Podía oír con claridad el crepitar del fuego en sus recuerdos, percibía esa extraña vibración en el centro de su pecho… El atroz resabio de una guerra que ya no era. La marca indeleble del estallido de proyectiles cercanos a la memoria, aunque distantes en el tiempo.

Y el pasado era presente una vez más.

Entonces, respiraba profundo, contaba los latidos de su corazón y movía los dedos en busca de esa sensación de estabilidad que le ofrecía el suelo frío bajo sus pies, pues no debía caer en la trampa. No podía permitir que ese pasado que se empeñaba en ser presente osara arrebatarle el futuro que por derecho era suyo.

Estaba en casa ahora. En su casa. En la seguridad de un hogar que había construido con amor.

Fátima Radah era una sobreviviente. Una guerrera. Una mujer cuyo desafío más grande era descubrir cuánto más podía ser.

Se trasladó hacia la habitación que compartía con su hija, abrió las cortinas para permitir la entrada del sol y luego, sentada sobre el borde de la cama, acarició suavemente la mejilla sonrosada de la niña.

–Despierta, Cloé.

La chiquilla, aún en sueños, delineó una sonrisa al oír su voz.

A primera vista, nadie diría que estaban emparentadas. Sin embargo, aunque no compartieran código genético, eran madre e hija en todos los aspectos que de verdad contaban.

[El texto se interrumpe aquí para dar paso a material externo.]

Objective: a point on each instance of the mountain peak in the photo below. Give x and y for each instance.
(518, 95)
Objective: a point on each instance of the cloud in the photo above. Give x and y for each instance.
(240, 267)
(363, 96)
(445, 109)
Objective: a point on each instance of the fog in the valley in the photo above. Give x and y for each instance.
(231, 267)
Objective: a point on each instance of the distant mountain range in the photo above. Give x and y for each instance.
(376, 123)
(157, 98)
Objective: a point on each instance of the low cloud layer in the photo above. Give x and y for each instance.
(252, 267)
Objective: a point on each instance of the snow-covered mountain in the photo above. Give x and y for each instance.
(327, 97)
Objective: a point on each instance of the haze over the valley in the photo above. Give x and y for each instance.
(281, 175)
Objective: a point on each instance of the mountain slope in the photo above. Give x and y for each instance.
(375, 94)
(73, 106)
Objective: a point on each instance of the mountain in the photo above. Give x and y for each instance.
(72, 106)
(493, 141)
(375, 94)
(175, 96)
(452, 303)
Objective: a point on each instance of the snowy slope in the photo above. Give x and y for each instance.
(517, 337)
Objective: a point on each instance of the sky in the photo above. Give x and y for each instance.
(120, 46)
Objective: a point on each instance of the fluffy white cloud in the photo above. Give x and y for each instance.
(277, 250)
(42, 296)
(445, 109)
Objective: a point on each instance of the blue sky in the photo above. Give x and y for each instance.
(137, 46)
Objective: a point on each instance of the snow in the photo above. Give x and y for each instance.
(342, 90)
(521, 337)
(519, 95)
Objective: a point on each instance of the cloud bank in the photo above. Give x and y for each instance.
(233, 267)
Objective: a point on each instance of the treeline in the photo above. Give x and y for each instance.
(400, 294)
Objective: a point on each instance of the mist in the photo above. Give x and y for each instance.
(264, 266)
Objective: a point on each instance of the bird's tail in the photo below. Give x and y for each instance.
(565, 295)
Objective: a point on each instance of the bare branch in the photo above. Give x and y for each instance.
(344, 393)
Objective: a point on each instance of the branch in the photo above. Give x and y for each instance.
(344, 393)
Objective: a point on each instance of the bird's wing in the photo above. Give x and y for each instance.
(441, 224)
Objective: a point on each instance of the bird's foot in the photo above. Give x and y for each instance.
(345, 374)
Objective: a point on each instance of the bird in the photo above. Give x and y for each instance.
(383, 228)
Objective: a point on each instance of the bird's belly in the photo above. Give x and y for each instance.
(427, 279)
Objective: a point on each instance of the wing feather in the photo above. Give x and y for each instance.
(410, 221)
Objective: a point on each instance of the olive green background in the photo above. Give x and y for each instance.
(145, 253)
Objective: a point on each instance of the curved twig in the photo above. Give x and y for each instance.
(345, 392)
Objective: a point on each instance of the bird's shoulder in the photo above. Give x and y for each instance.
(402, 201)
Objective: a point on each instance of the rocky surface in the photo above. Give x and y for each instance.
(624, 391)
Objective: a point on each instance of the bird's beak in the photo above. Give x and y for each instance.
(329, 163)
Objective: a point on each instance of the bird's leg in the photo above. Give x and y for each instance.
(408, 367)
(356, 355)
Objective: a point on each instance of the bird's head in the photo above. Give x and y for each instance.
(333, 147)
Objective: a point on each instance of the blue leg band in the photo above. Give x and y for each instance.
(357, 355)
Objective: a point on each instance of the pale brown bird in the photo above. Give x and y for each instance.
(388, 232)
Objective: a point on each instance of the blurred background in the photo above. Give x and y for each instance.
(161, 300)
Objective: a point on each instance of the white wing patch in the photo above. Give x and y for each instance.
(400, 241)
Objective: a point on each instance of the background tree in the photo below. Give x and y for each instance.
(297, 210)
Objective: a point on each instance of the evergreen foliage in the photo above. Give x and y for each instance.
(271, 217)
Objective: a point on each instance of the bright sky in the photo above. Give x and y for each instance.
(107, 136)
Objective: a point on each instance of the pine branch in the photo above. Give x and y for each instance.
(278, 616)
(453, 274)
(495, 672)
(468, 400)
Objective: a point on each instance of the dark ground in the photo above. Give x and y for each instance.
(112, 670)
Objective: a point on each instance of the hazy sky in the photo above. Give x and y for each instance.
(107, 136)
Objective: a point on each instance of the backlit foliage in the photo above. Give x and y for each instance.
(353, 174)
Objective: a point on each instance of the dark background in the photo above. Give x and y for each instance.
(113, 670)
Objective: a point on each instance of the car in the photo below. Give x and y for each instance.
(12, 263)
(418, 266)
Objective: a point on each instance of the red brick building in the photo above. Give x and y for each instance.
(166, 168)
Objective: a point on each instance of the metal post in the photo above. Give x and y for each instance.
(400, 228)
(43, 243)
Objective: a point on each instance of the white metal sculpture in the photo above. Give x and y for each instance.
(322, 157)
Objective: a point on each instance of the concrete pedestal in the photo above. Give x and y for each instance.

Cuando Ebba, la mujer que engendró a Cloé, perdió la batalla contra la infección pulmonar que la había mantenido por meses postrada en la cama de un hospital, fue Fátima quien sostuvo su mano, quien la acompañó hasta el último aliento y quien juró cuidar de su hija tal y como si fuera propia. Y así lo había hecho desde aquel momento, honrando su promesa por poco más de siete años ya, y con una devoción que sobrepasaba con creces el mandato de la sangre.

–Buenos días, mamá –susurró la niña y, tras los párpados somnolientos, unos ojos verdes se abrieron camino para iluminar tanto como el sol.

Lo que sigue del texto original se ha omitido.